Three quarters of a century later, at age 90, Anna Pennington still has her head in the clouds. She keeps her membership in Burgaw-based Chapter 297 of the Experimental Aircraft Association. And, just last month, she climbed aboard “The Spirit of North Carolina,” a World War II-vintage A-26C Invader light bomber, operated out of Wilmington by George Lancaster, for a quick spin over the Lower Cape Fear. “That was something else,” Pennington said, grinning with delight. “You have to crawl through this little port to get into the cockpit, and you can just imagine a little old lady like me doing it. But the view was wonderful.

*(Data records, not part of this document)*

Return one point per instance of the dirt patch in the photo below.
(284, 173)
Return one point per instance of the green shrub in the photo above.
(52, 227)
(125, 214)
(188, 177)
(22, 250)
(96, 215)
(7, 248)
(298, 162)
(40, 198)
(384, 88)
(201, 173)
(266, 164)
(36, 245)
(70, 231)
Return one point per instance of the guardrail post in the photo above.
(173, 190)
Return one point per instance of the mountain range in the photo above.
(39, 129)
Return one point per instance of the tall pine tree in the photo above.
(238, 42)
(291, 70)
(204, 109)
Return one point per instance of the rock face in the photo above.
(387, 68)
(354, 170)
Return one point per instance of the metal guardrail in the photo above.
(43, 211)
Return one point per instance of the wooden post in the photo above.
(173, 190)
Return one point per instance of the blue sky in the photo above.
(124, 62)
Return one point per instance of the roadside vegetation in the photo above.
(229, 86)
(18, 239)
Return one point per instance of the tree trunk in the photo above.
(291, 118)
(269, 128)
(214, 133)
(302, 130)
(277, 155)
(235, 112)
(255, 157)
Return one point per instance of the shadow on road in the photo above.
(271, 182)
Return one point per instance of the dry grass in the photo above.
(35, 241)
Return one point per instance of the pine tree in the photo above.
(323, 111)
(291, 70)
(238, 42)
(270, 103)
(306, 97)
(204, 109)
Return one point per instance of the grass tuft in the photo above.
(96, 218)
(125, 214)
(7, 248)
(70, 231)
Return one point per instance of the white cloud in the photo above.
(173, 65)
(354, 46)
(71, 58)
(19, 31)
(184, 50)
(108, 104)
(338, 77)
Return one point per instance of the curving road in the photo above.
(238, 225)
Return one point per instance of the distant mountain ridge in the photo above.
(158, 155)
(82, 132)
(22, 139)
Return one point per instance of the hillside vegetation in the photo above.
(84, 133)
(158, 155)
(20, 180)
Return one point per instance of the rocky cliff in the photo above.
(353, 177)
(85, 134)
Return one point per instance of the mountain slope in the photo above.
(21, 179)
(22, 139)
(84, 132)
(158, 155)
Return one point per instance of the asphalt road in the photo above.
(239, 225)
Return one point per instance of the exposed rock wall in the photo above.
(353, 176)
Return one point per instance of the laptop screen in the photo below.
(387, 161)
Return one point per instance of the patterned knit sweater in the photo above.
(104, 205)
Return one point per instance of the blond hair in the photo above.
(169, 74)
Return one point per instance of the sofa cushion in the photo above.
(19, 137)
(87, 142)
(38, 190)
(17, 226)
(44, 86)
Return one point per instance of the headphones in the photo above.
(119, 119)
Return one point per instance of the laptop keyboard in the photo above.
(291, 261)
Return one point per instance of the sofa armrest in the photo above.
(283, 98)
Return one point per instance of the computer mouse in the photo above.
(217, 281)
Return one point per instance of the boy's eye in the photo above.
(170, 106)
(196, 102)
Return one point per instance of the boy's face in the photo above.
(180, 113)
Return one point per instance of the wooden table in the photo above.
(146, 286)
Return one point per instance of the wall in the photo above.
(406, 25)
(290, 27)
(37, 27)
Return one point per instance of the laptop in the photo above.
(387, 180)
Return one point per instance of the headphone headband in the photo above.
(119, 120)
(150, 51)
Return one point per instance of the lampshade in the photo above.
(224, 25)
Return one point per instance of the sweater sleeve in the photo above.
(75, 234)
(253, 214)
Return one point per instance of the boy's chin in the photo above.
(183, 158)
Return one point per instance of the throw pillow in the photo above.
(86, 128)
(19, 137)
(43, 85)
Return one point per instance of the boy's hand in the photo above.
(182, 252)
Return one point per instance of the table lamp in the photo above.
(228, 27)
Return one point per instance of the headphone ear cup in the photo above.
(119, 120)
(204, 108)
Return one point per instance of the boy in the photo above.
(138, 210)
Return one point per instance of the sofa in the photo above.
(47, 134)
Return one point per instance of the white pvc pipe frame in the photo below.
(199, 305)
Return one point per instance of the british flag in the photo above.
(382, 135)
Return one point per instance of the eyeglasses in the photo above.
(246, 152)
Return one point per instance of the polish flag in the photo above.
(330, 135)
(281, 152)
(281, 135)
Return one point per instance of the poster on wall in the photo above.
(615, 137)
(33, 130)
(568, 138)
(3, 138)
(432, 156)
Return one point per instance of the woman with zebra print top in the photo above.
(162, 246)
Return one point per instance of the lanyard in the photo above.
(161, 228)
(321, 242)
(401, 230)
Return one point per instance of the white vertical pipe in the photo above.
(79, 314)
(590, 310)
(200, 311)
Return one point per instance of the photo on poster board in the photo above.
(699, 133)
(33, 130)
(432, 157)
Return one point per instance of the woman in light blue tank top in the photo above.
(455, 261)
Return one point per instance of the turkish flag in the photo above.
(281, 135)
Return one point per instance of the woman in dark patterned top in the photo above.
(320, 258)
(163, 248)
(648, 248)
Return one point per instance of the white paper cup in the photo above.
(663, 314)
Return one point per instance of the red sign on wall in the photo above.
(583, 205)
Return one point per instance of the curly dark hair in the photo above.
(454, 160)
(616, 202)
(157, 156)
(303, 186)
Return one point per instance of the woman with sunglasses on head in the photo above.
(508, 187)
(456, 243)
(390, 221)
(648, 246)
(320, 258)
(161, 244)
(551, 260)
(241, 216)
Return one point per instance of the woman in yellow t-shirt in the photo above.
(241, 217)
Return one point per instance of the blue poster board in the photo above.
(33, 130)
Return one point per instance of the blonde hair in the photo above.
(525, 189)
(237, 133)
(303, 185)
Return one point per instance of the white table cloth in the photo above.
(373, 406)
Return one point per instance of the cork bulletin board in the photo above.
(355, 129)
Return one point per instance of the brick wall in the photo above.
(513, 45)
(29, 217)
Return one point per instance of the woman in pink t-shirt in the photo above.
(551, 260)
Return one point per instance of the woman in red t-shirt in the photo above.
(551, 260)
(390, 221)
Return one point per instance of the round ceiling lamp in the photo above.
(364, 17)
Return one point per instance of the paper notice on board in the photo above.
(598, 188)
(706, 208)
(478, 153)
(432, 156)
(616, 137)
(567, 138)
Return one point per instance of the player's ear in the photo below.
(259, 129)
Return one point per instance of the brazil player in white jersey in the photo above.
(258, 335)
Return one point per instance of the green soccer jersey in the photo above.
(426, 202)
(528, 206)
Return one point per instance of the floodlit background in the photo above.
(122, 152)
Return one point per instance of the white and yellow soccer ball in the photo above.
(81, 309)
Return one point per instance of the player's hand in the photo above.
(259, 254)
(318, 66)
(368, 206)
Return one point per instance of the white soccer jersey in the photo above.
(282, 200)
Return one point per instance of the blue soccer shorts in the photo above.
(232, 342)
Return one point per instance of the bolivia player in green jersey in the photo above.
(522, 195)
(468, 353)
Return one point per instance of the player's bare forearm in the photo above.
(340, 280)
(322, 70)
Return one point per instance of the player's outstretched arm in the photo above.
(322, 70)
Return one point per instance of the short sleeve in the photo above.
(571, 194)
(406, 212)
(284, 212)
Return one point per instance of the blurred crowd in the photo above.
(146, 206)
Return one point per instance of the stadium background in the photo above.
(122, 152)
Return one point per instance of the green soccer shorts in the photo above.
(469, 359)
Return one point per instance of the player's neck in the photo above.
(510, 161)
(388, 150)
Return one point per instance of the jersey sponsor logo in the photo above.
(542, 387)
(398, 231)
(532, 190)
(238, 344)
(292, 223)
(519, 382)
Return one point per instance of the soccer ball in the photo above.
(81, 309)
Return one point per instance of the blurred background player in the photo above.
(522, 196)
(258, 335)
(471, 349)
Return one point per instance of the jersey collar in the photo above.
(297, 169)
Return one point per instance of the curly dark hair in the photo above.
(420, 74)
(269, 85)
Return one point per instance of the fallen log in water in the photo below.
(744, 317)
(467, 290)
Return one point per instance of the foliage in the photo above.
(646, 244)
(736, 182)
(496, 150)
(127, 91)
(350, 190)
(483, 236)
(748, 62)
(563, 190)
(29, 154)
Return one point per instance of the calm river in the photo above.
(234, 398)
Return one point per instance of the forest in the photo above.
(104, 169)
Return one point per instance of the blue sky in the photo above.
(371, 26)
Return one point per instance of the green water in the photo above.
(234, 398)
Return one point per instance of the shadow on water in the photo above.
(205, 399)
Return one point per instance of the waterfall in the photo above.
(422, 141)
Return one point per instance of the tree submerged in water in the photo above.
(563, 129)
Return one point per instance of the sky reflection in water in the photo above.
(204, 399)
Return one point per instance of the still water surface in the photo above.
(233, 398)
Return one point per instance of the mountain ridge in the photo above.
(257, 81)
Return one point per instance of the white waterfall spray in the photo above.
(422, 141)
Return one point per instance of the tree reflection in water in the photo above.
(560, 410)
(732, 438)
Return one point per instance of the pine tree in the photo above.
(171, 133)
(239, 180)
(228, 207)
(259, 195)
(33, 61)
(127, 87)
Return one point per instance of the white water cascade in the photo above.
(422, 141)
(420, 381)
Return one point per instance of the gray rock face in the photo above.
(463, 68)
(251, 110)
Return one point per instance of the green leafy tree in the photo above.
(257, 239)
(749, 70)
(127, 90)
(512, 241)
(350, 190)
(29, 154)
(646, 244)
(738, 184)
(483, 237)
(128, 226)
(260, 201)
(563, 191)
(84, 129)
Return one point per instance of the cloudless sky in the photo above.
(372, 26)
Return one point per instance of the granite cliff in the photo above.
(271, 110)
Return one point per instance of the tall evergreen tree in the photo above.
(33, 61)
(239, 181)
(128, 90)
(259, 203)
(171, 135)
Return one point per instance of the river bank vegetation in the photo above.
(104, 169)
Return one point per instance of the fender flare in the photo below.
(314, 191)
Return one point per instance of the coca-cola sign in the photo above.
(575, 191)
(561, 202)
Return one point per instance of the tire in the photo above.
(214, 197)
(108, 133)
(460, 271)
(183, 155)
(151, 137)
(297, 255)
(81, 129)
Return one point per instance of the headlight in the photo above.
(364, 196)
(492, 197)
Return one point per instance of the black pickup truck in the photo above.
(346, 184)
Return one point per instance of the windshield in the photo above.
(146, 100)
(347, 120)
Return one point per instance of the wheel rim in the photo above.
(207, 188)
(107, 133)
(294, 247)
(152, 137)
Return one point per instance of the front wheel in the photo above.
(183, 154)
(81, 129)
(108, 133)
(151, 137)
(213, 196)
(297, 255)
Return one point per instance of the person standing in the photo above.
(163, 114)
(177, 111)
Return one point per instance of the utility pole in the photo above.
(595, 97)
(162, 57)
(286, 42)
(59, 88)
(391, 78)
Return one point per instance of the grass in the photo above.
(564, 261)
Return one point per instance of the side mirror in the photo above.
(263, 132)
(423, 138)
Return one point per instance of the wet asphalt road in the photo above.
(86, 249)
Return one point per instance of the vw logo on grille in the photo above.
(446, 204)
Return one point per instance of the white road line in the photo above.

Of course, I had been in something similar some years ago, a Coast Guard Albatross.”
Anna Pennington still knows her planes – and always has.

“I can’t remember when I wasn’t fascinated by airplanes,” she said. “When I was 9 years old, there was an article in the paper that said the biggest airplane in the world was going to fly over Wilmington.” That would have been the Dornier DoX 12-engine flying boat.
“I thought it was going to fly over my house, but it didn’t,” she said, still with the wistful tone of a kid who missed the ice cream truck. “Since it was a seaplane, I guess it flew by out at sea.”
Born in 1922 in the Friesland section of the Netherlands, little Anna immigrated with her family when she was just a year old. Her father, Spike Feenstra, was a devoted violinist, but a farming accident when he was a boy deformed one of his fingers and ended his dreams of a professional career. Instead, Feenstra, advised to seek a warm climate for his health, sought work with Eelco Tinga in Castle Hayne, bringing along his wife and their three girls. Anna was the youngest.
Like many Dutch immigrants in Castle Hayne, Feenstra would make a solid living as a flower farmer. (Some of his fields were taken over by the government to expand Bluethenthal Field during World War II.)  A few myths have grown up around Anna Pennington. She wasn’t the first woman licensed as a pilot in North Carolina. In fact, she was the third, and the second in this area.

And she was never a WASP, a member of the Women Airforce Service Pilots, volunteers who transported planes, towed targets and handled other flying chores to free up men for combat. Pennington wanted to join badly, but she lacked the minimum flying hours the WASP required. Also, she was underage; WASP pilots had to be 25 or older.
Still, Pennington was an aerial pioneer. When the Army Air Corps took over Bluethenthal Field for the duration, she helped Skinny ferry planes down to a small air strip near Carolina Beach that local pilots used to take tourists for jaunts over the ocean.
These days, in a book-lined living room in her bungalow on Anna Pennington Lane, she treasures her memories. She has two roads named for her in New Hanover County: The other, Anna Pennington Drive, runs by the old Pennington Flying Service hangar, which Lancaster now uses to store his A-26.